The evidence does not support a universal under-100 ms autofocus requirement for smartphone cameras. Reliable sources show a wide range of autofocus and capture times, with many working devices operating above 100 ms while remaining commercially normal and usable. Sub-100 ms is better described as a fast, high-end target under favorable conditions than as a system-level necessity.

“A typical smartphone is roughly 8 millimetres thick.”

True 9/10

The evidence supports this as a sound rule of thumb. Official specifications from major manufacturers place many mainstream smartphones around 7.6-8.3 mm thick, making “roughly 8 millimetres” a fair description of a typical handset.

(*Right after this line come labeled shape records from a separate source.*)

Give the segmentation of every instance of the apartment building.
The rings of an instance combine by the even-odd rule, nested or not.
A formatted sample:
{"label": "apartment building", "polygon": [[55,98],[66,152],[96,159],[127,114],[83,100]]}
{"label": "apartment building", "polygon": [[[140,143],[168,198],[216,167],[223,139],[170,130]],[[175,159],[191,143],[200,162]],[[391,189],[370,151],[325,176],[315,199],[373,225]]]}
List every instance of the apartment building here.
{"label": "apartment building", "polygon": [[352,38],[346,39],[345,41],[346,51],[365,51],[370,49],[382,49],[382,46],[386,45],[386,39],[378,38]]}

Thickness varies by segment, and quoted dimensions usually exclude camera bumps, but those details do not change the basic picture.

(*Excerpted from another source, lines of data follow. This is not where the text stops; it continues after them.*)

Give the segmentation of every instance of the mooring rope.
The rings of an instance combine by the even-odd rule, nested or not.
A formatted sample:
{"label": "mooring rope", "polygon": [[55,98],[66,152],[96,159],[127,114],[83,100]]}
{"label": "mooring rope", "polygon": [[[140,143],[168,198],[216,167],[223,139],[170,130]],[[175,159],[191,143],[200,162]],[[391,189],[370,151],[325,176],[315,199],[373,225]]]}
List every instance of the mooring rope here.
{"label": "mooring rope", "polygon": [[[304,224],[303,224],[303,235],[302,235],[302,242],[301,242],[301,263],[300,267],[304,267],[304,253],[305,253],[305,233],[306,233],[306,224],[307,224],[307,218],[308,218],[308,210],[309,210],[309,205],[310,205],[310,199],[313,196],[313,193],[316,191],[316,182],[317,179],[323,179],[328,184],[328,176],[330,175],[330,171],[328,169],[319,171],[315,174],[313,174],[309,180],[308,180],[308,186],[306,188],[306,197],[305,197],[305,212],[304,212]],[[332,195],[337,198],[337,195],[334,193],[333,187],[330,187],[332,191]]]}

“A smartphone camera lens physically moves forward or backward to focus on objects at different distances.”

Mostly True 8/10

The core explanation is correct: most autofocus smartphone cameras focus by moving a lens element or lens group slightly forward or backward. The statement is too broad, though, because some phone cameras are fixed-focus and some newer designs can change focus without the same mechanical movement. The practical takeaway remains accurate for most modern autofocus phone cameras.

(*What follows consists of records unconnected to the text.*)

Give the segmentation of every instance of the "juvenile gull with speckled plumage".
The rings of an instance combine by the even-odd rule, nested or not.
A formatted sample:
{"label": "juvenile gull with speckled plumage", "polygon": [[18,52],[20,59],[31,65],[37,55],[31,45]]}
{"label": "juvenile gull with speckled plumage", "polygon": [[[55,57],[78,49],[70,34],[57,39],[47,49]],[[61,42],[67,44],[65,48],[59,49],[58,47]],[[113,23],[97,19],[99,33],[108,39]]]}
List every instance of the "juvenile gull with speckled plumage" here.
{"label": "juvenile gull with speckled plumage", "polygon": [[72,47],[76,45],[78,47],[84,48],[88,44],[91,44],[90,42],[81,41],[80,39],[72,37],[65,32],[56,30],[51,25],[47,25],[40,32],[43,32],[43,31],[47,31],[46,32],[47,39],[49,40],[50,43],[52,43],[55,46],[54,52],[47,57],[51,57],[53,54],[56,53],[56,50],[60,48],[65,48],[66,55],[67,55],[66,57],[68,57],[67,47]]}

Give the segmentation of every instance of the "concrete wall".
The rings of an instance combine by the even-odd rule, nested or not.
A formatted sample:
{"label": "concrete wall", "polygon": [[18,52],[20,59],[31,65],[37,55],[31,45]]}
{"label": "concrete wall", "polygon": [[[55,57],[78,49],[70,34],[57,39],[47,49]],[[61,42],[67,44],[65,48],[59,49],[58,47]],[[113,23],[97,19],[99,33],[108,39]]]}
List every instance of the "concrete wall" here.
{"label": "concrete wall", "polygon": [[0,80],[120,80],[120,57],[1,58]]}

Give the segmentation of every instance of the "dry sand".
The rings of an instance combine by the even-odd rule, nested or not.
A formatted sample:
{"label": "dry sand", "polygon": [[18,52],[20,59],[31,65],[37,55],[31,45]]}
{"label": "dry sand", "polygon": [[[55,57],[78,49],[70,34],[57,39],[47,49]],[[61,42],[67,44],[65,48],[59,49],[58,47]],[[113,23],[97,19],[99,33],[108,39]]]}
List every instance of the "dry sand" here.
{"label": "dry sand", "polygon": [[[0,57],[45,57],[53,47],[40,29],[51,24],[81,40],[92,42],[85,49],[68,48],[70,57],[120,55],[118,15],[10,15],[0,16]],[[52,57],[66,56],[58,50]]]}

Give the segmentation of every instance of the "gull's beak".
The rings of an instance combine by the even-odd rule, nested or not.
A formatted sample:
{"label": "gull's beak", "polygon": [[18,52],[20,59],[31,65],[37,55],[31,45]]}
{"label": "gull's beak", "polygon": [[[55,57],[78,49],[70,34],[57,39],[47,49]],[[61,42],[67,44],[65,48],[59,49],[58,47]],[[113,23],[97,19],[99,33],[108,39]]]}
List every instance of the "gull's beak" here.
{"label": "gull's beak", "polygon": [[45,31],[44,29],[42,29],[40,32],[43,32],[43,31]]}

“A piezoelectric motor can mechanically hold its position when power is cut (off-power holding), whereas a voice coil motor (VCM) requires current to hold position.”

Mostly True 8/10

The claim captures the usual engineering distinction. Many piezo motors can hold position off power through frictional or self-locking mechanics, whereas standard voice-coil motors are back-drivable and typically need continuous current to hold force or maintain position under load. The caveat is that this is not universal: some piezo-based actuators are not mechanically self-locking, and specialized VCM systems can achieve zero holding current with added design features.

“In a voice coil motor (VCM), the magnetic field is provided by a permanent magnet, and the lens position is controlled by varying the current through a copper coil.”

True 9/10

The statement accurately describes the basic operating principle of a voice coil lens actuator. In standard VCM designs, a permanent magnet supplies the static magnetic field, and changing current in the coil changes the force that moves the lens. Some implementations add springs, biasing, or feedback, but those details do not negate the claim’s core mechanism.

“A voice coil motor (VCM) autofocus module typically uses a return spring so that when current is reduced or cut, the lens moves back toward a rest position.”

True 9/10

The claim matches how most mainstream VCM autofocus modules are designed. Technical sources describe the lens carrier as suspended by springs or flexures, with position set by the balance between magnetic drive force and restoring force. When current is reduced or removed, the lens typically returns toward a default rest or park position, though some less common VCM variants behave differently.